I’ve never previously taken part in an “open book” blog hop, although I always enjoy reading Stevie Turner’s weekly contribution. This week’s topic inspired me, however. It is:
‘Talk about the setting of your book. Is it entirely imaginary, or is it based on a real-life place?’
My most recent work, Called to Account, is a novelisation of real events in a real town in Ireland. Because the events took place 170 years ago and are well documented, I can be reasonably certain that no-one living in the town today will be offended. Funnily enough, one of the central facts is that when the events were publicised at the time, some citizens were offended. So much so that the resulting dispute ended up with a charge of slander, the trial of which I have used as the frame for the telling of the story. It also gives the novel its title.
Another book that is a novelisation of historical events is Strongbow’s Wife. This features a number of real places, but the events took place in the twelfth century so only keen students of medieval history would have the knowledge to challenge any of my descriptions. The story begins in County Wexford, Ireland, travels first from there to Bristol, then on across Southern England to Kent, across the channel to France, back to Bristol, Chepstow and Pembroke before returning to Wexford. Journeys to Waterford, Dublin, back to Pembroke and Chepstow and via Monmouth to Hereford follow over the course of the book. There are also excursions to London, specifically the Tower where Strongbow’s son and daughter were domiciled following his death.

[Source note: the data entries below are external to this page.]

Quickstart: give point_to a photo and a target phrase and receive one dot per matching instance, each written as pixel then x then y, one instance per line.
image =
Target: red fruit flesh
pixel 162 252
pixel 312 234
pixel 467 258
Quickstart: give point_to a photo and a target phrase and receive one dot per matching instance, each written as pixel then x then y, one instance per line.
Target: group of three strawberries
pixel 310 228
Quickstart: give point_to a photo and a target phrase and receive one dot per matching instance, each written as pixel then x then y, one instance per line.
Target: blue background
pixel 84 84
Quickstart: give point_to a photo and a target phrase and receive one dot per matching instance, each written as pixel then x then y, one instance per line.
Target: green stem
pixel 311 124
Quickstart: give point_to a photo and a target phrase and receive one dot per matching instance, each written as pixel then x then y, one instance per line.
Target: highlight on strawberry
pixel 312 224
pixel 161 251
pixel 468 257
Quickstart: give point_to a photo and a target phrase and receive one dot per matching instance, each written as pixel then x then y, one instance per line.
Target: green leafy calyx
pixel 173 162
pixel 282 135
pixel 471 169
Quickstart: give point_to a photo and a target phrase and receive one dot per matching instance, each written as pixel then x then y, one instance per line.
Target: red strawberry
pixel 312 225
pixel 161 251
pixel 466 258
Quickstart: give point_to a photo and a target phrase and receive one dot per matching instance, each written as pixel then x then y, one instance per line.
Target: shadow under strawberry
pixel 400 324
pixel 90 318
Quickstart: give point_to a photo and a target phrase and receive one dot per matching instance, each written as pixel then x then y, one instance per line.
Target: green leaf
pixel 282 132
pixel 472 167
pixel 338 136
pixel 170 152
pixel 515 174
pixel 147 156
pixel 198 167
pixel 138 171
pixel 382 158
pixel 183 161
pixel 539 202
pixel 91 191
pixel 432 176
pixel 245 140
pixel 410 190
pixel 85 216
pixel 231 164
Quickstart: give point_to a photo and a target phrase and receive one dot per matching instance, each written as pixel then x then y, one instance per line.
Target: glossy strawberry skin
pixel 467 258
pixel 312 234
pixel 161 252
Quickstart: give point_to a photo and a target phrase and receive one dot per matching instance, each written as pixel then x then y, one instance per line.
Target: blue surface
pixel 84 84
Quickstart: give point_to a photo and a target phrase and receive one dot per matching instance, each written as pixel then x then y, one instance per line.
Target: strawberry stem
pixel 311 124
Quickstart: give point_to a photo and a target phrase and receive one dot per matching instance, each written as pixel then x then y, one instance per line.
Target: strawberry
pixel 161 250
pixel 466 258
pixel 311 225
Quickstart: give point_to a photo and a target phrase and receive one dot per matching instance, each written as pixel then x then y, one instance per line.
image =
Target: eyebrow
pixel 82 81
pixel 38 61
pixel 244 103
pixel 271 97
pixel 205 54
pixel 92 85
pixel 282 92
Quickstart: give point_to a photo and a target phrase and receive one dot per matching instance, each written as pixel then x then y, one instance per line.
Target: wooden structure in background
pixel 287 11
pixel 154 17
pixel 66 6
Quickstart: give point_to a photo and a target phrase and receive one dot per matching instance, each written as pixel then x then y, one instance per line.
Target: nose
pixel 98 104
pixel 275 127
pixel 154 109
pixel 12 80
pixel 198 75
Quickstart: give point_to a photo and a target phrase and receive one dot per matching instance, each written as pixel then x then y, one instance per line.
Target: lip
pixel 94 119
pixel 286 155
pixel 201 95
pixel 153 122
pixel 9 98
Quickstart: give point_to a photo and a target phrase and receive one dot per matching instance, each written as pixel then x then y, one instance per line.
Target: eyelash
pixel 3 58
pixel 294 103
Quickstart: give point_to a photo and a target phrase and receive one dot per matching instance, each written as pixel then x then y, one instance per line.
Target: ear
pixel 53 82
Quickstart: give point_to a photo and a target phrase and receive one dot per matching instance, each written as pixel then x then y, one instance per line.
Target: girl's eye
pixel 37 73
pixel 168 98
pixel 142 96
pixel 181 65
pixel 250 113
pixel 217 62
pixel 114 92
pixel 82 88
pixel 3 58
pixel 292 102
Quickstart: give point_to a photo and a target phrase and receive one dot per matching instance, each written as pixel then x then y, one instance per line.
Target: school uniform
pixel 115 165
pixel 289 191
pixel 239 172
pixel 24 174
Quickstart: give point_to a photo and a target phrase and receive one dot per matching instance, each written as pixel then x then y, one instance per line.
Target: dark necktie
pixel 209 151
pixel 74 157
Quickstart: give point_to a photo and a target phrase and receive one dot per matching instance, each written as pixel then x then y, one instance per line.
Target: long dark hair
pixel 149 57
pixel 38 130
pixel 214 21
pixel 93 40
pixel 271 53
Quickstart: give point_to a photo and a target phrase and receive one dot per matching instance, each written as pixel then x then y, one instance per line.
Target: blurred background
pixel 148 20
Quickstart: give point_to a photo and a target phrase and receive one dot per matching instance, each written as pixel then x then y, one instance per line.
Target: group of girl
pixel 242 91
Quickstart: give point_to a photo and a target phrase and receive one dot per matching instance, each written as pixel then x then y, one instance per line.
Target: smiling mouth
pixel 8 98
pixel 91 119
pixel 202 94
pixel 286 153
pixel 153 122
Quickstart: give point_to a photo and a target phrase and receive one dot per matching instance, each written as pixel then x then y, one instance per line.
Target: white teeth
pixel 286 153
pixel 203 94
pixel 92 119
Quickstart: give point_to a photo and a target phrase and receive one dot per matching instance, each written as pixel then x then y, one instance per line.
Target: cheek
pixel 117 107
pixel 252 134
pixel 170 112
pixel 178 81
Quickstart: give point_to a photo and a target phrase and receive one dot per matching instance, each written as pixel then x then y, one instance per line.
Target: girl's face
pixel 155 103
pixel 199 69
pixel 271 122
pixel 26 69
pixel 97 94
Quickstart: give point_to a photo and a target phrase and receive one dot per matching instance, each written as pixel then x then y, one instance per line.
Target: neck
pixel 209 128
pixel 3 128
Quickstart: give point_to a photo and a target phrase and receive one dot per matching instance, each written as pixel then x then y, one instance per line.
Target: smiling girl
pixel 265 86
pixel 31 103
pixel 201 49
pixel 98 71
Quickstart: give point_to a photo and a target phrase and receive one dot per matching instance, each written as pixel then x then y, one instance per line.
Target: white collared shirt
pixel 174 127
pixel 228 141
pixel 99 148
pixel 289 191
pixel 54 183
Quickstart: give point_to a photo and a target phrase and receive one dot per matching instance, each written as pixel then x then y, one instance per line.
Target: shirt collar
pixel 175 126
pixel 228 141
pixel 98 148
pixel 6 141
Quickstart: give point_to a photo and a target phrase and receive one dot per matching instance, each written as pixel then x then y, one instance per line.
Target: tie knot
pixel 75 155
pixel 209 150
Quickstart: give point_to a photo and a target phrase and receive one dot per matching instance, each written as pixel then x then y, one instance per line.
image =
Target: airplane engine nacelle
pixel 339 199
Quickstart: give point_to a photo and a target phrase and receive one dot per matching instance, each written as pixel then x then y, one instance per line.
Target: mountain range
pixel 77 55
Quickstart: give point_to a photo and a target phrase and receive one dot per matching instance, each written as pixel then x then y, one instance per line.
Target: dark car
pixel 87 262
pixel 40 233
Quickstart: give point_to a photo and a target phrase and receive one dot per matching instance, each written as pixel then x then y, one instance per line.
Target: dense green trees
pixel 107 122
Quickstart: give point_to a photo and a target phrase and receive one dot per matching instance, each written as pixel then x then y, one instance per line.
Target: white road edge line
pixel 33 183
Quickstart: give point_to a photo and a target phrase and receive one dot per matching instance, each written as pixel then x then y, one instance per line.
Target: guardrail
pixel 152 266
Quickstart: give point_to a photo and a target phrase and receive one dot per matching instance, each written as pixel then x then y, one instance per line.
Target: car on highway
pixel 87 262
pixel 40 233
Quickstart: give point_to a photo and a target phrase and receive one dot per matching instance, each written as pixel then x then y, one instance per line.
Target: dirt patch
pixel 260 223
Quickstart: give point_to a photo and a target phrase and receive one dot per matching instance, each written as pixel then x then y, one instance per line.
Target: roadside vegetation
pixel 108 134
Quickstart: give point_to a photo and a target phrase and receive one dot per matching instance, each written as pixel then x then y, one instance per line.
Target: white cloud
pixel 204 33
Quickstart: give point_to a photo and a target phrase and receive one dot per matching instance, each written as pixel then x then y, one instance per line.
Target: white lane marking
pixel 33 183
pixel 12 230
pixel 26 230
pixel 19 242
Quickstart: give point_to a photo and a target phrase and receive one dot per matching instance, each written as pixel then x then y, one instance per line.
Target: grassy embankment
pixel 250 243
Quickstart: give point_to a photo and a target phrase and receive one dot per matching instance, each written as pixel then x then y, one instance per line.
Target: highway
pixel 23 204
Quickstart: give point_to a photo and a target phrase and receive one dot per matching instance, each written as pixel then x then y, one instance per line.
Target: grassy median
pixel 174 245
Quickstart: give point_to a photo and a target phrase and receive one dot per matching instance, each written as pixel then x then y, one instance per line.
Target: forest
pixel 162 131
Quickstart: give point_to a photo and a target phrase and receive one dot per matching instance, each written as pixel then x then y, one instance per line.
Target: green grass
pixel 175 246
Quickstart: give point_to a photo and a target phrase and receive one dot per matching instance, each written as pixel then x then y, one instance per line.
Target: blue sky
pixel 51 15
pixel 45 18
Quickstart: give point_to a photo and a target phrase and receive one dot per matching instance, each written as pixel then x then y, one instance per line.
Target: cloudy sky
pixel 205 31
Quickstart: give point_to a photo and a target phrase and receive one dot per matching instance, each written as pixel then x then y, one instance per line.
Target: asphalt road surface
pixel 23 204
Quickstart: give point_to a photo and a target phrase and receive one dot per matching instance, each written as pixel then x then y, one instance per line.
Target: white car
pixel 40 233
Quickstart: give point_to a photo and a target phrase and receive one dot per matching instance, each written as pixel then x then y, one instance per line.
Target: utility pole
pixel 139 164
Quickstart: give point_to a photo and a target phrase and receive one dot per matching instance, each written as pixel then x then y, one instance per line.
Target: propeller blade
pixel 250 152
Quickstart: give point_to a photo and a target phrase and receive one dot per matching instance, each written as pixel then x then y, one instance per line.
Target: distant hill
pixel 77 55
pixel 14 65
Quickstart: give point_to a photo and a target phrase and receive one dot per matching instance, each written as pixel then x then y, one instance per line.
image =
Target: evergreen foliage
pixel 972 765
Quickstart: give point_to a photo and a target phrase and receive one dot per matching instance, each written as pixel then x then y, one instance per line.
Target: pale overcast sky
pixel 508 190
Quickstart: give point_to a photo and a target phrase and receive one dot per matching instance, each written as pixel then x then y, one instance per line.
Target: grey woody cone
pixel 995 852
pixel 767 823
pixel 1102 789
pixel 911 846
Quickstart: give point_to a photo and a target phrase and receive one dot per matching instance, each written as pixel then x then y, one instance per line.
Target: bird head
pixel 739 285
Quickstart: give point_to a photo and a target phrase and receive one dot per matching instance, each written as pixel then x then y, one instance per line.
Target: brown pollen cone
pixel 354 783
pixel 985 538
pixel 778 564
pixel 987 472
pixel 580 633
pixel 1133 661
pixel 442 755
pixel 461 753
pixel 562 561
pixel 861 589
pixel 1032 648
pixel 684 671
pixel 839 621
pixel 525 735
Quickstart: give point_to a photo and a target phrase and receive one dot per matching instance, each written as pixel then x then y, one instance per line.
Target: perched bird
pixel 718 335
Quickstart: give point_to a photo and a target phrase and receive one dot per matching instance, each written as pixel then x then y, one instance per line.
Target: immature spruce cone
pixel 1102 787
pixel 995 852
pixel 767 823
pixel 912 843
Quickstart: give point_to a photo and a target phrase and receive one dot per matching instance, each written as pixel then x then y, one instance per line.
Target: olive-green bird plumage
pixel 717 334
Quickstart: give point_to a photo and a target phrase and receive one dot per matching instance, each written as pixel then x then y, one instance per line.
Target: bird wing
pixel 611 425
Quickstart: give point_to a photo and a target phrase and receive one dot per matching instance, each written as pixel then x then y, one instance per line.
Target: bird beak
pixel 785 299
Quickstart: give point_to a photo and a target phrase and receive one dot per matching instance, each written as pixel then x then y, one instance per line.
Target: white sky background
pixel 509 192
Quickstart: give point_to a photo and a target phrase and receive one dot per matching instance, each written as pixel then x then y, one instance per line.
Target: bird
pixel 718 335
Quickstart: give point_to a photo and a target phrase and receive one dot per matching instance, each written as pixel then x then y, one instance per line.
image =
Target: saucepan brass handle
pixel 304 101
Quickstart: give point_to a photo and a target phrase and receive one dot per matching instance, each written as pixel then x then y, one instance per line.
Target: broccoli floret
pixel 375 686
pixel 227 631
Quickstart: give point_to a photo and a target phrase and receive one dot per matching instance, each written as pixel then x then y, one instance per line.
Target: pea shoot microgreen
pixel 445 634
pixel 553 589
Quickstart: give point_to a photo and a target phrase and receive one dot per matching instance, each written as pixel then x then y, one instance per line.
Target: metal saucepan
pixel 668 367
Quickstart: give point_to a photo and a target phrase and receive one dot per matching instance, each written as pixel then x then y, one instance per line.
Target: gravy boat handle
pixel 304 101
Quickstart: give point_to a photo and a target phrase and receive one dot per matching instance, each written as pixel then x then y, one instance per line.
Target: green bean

Summer Day features the small district in rural Herefordshire where I grew up in the 1940s, although it is not named. Anyone living there would certainly recognise descriptions. The people are all fictional, although based to varying degrees on real people I knew then. Transgression is set in an entirely fictional English provincial town. I am currently working up a few more stories set in the same town.
I think fiction must feature settings that are taken from the author’s imagination, whereas historical fiction must, by its nature, be set in real places in order to lend authenticity.